USDA released its monthly World Agricultural Supply and Demand Estimates (WASDE) last Friday. Because the January WASDE report typically includes the final production estimates for the U.S. corn and soybean crops, very few domestic supply changes are anticipated in the February report and the focus turns to domestic consumption and South American production. With dry weather prevailing in Argentina and beneficial rains in Brazil, expectations for lower corn and soybean production in Argentina and higher production in Brazil were met.
Prior to USDA’s report being released, Conab (the Brazilian government’s crop agency) raised its forecast for 2012/13 soybean production to 83.4 MMT. USDA estimated Brazil’s soybean 83.5 MMT, in line with Conab’s forecast. Due to beneficial rains over the last several weeks in the central and western growing areas of Brazil, analysts and traders expected USDA to increase Brazilian soybean forecast from its 82.5 MMT forecast last month. The 1 MMT increase USDA made was larger than expected. In fact, the 83.5 MMT soybean forecast, if realized, would be a record large production for the country and 17 MMT higher than last year when drought lowered yields.
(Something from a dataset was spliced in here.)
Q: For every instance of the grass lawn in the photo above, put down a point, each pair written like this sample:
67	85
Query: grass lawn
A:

The 83.5 MMT production is equivalent to 3.068 billion bushels of soybeans, which is 53 million more bushels of soybeans than the U.S. raised in 2012. This will mark the first time that Brazil soybean production has surpassed U.S. production.
It appears world soybean buyers are poised and waiting for the Brazilian supply of soybeans. While U.S. soybean prices rose over the last few weeks and exports remain robust, prices were softening by the middle of last week as Brazil moved into early harvest of soybeans. The number of vessels at Brazilian ports increased by more than 60% in the last week. However, rainfall is slowing early soybean harvest at this point. Further, Brazil continues to struggle with its rural infrastructure and movement of soybeans to ocean ports is a lengthy process. And, as is typical at this time of year, rumors of strikes amongst dockworkers indicate another possible slow-down in Brazilian shipments.
While USDA’s soybean forecast for Argentina’s soybean production of 53 MMT was close to expectations and was 1 MMT lower than last month’s forecast, it remains 13 MMT higher than last year. The increases in Argentine and Brazilian soybean production contributed to a 5 MMT year-over-year increase in world ending stocks for the 2012/13 marketing year. And, that’s despite a reduction in U.S. ending stocks of 1.21 MMT (44 million bushels) since last year. In fact, USDA lowered domestic ending stocks by 10 million bushels since last month’s estimate, resulting in the stocks-to-use ratio tightening to 4%. While all of this ending stock reduction was accomplished through an increase in crush use, the trade was somewhat disappointed that exports weren’t increased in February’s WASDE report.